D’autre part, Bellavance et Laplante (2002) situent la professionnalisation, la socialisation du champ artistique et la formation professionnelle des artistes au XXe siècle dans le champ culturel, comme étant les pratiques artistiques se développant au Québec depuis les années 1950, et qui se sont structurées progressivement comme dans d’autres pays. Des pratiques artistiques traditionnelles à l’arrivée des industries culturelles, l’État se fait de plus en plus présent dans le secteur des arts. Selon ces auteurs,

[l’État] favorise le développement des institutions et entreprises du secteur culturel ainsi que la professionnalisation des occupations qui s’y rattachent au moyen de programmes de financement direct d’aide à la création et la production de mécanismes de régulation des marchés culturels. Ils tiennent également à l’extension des formations artistiques spécialisées et certifiées données souvent aujourd’hui en milieu universitaire et prolongées jusqu’au troisième cycle dans certains cas. (Ibid., p. 315)

Ces auteurs analysent la situation du Québec en matière de professionnalisation dans divers secteurs des activités artistiques avant et après le Rapport Rioux (Gouvernement du Québec, 1968), déjà cité comme un fait marquant. Pour eux, la «Commission Rioux veut réconcilier la conception anthropologique ou identitaire de la culture et le rôle actif de l’art et de l’éducation dans la société actuelle» (Bellavance et Laplante, 2002, p. 317). Dans cette perspective, le Rapport Rioux (Gouvernement du Québec, 1968), a accordé une plus grande part à l’art, compris comme un concept anthropologique ou identitaire de la culture. En même temps, il a mené à l’étatisation d’une société culturelle qui contribue à la problématique de l’écart entre l’art, d’une part qui revendique son autonomie, et d’autre part la culture qui s’approprie l’art et l’institutionnalise.

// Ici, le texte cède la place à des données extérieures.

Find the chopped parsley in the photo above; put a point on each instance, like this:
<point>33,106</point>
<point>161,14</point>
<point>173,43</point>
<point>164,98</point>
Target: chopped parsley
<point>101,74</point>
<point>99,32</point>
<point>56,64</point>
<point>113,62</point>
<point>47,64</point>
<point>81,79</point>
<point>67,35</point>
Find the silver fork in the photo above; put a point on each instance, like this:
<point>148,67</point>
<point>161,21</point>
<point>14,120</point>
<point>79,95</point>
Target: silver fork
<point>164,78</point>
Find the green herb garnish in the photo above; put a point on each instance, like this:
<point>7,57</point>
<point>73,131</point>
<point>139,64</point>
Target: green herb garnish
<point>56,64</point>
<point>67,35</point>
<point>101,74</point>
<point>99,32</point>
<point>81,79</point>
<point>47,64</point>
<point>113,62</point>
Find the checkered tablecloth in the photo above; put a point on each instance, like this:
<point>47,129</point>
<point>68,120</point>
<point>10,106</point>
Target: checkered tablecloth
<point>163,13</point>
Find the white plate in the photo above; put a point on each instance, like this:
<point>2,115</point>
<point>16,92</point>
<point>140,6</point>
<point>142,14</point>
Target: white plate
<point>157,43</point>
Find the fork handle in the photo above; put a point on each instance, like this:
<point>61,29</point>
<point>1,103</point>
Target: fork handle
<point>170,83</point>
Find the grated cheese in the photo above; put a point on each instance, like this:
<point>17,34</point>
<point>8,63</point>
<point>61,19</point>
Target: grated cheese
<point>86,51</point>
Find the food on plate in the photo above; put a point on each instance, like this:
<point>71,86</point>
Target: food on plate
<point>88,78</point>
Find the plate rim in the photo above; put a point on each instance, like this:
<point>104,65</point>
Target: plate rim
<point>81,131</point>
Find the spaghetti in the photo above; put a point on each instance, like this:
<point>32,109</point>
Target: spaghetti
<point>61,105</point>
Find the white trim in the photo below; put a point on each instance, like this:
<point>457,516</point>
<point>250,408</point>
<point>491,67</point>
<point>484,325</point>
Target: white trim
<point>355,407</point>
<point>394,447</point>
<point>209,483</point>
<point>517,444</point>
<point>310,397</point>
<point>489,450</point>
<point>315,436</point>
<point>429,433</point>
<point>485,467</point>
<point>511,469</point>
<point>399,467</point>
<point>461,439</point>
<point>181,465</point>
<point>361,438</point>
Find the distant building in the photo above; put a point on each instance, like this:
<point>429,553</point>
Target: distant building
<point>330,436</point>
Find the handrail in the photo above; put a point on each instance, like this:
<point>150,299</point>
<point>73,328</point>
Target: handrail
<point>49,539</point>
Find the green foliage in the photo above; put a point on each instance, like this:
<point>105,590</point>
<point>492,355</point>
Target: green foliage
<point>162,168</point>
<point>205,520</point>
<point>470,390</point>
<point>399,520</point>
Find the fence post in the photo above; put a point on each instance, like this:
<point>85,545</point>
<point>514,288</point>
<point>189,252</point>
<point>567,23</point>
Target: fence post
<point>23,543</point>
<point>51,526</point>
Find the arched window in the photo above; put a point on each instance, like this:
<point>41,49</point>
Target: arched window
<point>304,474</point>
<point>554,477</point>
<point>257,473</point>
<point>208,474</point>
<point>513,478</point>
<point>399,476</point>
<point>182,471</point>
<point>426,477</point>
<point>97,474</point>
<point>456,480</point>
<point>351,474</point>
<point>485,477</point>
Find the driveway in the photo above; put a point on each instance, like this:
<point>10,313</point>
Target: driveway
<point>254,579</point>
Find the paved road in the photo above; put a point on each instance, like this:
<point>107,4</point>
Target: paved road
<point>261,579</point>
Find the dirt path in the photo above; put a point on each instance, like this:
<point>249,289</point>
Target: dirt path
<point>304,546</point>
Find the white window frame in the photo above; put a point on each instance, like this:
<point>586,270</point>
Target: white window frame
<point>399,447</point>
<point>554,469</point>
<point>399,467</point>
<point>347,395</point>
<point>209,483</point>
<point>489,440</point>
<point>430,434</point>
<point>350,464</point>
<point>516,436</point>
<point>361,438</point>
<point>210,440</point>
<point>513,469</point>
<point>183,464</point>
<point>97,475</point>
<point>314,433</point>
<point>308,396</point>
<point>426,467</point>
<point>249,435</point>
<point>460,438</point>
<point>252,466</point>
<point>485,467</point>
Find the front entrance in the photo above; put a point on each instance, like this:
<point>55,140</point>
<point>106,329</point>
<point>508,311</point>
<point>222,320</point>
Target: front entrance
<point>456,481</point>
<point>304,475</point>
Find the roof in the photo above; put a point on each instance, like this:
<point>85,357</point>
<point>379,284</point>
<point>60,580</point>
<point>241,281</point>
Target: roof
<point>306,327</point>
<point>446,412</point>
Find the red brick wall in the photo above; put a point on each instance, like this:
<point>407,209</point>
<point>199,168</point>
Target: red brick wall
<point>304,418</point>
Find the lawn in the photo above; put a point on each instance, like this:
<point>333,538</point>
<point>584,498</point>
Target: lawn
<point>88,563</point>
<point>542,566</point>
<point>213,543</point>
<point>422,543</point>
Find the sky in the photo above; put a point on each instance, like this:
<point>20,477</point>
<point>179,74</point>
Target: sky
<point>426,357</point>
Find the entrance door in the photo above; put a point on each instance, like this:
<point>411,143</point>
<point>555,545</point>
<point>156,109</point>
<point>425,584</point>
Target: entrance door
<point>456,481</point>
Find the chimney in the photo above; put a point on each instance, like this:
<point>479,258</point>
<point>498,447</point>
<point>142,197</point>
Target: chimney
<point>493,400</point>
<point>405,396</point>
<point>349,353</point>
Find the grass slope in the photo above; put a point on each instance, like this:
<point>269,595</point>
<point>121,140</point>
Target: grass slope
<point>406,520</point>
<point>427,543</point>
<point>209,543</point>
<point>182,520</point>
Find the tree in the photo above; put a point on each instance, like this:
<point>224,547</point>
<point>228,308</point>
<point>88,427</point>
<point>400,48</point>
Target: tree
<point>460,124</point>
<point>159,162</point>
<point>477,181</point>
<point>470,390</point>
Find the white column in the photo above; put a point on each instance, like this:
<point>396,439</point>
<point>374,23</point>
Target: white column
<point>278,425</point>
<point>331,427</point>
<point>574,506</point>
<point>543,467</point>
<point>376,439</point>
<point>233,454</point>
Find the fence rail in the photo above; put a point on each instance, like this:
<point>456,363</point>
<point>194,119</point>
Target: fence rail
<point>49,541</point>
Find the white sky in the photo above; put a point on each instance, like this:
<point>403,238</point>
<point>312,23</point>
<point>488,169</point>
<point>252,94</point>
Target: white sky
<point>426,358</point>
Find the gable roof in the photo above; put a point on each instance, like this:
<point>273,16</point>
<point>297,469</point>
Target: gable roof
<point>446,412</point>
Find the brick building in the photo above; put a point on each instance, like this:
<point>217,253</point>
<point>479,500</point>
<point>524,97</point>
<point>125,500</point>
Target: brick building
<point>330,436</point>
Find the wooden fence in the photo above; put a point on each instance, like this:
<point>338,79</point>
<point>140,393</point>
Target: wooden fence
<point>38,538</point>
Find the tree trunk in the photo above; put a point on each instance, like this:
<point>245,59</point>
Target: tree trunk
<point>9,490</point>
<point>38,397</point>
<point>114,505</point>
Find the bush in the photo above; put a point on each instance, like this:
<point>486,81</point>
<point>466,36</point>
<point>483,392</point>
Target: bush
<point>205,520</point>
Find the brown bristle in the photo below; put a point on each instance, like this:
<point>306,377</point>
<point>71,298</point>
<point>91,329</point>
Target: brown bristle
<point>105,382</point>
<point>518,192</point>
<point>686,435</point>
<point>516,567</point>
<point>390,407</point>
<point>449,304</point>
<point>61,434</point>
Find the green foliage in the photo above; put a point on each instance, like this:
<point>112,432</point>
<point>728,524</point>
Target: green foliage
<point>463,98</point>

La reconnaissance du statut professionnel de l’artiste en arts visuels est un dossier complexe qui comporte de nombreux questionnements fondamentaux impliquant ce que sont devenus l’art, l’artiste et la pratique artistique aujourd’hui. Plus concrètement, pour l’avancement de l’objet de notre recherche, le statut professionnel de l’artiste et les critères d’admissibilité se confirment dans la présentation d’un dossier d’artiste, ou dossier visuel, où se révèle un texte de présentation de la démarche artistique. Cette réalité de l’artiste professionnel est transmise dans l’enseignement de l’art aujourd’hui et l’enseignement recherché de la démarche artistique.

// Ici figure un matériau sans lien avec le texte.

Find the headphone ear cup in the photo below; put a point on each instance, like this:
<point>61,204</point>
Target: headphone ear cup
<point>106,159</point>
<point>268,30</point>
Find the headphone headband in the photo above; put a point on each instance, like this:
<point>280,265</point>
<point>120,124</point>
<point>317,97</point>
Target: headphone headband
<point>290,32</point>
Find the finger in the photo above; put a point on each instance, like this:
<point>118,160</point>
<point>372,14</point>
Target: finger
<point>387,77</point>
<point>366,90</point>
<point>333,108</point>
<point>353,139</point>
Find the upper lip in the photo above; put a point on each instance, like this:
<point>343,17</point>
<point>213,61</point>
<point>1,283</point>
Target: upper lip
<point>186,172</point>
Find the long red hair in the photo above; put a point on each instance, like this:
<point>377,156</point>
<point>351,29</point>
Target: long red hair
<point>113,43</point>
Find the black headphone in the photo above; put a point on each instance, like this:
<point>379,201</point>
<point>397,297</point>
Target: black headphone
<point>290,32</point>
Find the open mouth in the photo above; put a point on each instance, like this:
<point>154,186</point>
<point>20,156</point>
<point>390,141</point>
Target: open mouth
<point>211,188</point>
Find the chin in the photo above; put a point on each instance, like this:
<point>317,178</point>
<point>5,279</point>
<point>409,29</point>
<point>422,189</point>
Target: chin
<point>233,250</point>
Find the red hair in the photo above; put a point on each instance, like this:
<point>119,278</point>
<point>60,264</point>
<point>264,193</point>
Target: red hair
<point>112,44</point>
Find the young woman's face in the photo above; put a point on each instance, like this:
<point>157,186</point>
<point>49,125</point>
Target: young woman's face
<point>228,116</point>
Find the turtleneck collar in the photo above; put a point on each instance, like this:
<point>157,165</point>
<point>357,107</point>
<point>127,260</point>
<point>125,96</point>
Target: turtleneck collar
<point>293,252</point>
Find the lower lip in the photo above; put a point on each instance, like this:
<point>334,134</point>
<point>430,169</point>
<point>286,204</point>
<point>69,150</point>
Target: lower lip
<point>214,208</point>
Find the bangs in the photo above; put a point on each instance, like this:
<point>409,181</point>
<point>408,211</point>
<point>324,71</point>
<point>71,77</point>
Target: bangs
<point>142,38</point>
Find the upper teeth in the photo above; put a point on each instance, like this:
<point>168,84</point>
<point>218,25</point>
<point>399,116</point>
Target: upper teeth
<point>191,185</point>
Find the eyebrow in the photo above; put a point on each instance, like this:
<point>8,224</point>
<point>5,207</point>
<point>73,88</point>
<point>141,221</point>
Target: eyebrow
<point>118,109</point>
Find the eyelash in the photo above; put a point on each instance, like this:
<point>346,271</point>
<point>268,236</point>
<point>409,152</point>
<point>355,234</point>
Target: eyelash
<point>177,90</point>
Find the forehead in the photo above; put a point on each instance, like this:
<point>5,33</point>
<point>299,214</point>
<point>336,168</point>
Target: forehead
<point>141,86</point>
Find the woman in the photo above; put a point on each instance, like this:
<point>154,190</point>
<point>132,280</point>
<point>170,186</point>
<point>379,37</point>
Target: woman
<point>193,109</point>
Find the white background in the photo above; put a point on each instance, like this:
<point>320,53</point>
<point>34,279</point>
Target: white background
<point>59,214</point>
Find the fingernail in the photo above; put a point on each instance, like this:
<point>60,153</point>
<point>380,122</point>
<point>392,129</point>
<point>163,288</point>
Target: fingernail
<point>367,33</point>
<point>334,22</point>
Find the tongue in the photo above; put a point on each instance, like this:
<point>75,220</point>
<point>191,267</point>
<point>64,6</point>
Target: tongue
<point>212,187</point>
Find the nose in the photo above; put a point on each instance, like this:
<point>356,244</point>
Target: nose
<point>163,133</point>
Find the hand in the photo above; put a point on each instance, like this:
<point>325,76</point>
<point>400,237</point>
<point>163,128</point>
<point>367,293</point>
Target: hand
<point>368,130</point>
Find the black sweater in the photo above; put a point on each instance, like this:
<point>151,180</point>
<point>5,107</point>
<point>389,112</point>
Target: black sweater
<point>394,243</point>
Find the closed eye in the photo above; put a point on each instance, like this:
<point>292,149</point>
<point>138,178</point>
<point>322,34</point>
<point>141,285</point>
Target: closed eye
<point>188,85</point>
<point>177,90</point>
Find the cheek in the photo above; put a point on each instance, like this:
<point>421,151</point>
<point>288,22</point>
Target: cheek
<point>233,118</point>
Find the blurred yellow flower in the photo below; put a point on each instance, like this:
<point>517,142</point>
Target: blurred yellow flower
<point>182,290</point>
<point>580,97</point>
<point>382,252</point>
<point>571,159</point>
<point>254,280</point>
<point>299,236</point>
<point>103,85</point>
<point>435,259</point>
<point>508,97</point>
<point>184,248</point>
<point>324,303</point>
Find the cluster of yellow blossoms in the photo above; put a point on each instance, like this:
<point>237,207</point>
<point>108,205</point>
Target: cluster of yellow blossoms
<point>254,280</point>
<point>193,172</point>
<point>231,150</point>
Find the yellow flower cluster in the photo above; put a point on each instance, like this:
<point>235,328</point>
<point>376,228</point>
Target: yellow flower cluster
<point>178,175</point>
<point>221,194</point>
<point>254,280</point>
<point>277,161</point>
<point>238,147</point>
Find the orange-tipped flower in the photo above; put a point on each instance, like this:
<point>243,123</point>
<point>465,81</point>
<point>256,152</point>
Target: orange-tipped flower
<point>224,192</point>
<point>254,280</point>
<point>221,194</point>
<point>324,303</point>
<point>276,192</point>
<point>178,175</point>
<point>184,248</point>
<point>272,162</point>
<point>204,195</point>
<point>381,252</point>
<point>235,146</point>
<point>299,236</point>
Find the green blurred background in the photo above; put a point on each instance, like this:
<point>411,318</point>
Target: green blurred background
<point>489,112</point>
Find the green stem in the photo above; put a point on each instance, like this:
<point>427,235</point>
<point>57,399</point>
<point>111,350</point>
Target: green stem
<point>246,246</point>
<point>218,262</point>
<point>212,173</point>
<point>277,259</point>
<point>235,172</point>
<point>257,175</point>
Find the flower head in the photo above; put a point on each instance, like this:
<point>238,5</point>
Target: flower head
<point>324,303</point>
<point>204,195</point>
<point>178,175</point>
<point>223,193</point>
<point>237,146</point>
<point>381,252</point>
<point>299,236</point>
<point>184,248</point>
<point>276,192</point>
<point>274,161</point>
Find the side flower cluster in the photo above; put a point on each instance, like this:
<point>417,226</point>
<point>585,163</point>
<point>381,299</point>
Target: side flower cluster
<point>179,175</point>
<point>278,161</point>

L’enseignement de l’art est examiné par plusieurs auteurs en regard des concepts centraux que sont l’art, la pratique artistique et le travail de la création. L’enseignement du fait artistique réfère au système de l’art contemporain et au milieu professionnel artistique qui présentent de réelles pratiques artistiques à travers les dossiers d’artistes professionnels

ou dossiers visuels qui décrivent diverses démarches artistiques. C’est le lieu d’un laboratoire privilégié pour effectuer la recherche d’indicateurs caractérisant une démarche artistique, objet d’étude visé dans le cadre de notre recherche. Également, la reconnaissance du statut de l’artiste professionnel en arts visuels au Québec et les critères d’admissibilité établis par le contexte professionnel, contribuent à baliser le champ artistique, soit l’adhésion au milieu professionnel artistique. Cette réalité de la professionnalisation de l’artiste dans notre société privilégie une certaine objectivation du concept de démarche artistique, qui s’accentue dans la dimension culturelle. La formation professionnelle en arts visuels en milieu universitaire a pour mission de questionner et d’articuler ces mouvements venant de l’extérieur, tels ceux liés à l’autonomie de l’art, à l’approche critique de l’art contemporain et à la professionnalisation de l’artiste.